Probably the simplest solution to this problem is “more exams”, and at the moment there are many indications that universities are taking this route. This is very unfortunate, because rarely has there been a better opportunity to interweave old, tried and tested concepts (written exams, oral exams) with newer ideas (assessed peer teaching, Socratic seminars or group projects with peer review) and deliver real added value for students. It is time to finally play these trump cards and not hang the seventh exam into the second semester because the documentation work otherwise spread over half a year has seemingly become pointless due to ChatGPT.

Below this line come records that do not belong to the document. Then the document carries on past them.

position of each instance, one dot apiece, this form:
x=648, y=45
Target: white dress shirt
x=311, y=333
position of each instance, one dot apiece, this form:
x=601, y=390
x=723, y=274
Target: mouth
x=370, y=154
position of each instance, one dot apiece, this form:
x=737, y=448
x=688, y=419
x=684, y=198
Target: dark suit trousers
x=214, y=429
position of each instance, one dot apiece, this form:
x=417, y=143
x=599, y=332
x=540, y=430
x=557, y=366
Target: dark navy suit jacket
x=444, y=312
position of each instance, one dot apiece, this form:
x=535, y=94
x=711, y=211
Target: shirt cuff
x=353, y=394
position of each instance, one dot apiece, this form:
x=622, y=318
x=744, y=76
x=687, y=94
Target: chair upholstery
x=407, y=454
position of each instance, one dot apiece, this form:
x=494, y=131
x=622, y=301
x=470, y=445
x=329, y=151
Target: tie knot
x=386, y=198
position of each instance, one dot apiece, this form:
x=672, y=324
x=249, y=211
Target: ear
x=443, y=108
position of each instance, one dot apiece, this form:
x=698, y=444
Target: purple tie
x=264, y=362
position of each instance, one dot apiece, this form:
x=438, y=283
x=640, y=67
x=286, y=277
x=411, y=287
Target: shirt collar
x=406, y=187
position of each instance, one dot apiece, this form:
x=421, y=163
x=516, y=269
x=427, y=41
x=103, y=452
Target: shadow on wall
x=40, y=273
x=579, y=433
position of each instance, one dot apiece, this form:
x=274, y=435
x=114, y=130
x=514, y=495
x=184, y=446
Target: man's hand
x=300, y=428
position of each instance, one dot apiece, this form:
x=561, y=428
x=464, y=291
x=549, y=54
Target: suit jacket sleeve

Despite all the discussion about the technical aspects, the topic of equal opportunities must not be neglected. Free versions of relevant AI tools may offer a good introduction to the topic, but they quickly reach their limits when it comes to complex workflows and issues. This is why universities themselves should provide modern chatbots, AI tools and computing power for working with and training artificial neural networks, similar to what is already common practice with classic software: we are given access to the latest CAD and EDA software suites, licensed for huge sums of money. Computer pools allow us to use powerful workstation computers, only for the world of artificial intelligence it seems as if they want to wait and see if and what will catch on before purchasing licenses for students. It cannot be that well-off students can buy better chatbots and thus gain an advantage over the less well-off. And since chatbots are used at least as much as the library (if not more!), a portion of our semester fees should go towards access to the modern language models.

Neuland, here we come!

Just as we young people received the former German Chancellor’s statement “The internet is new territory for all of us” with a certain smile in 2013, we must now actually realize: “(Generative) AI is new territory for all of us” – and before we lose touch, as with the broadband expansion, it is worth exploring the terrain together. Not to force AI into every subject and topic, but to show how AI can and cannot help us students. We will certainly still need to be able to do trigonometry in the future, but we probably won’t be able to write a detailed text to accompany a technical data sheet. And if AI can help us to understand trigonometry, all the better.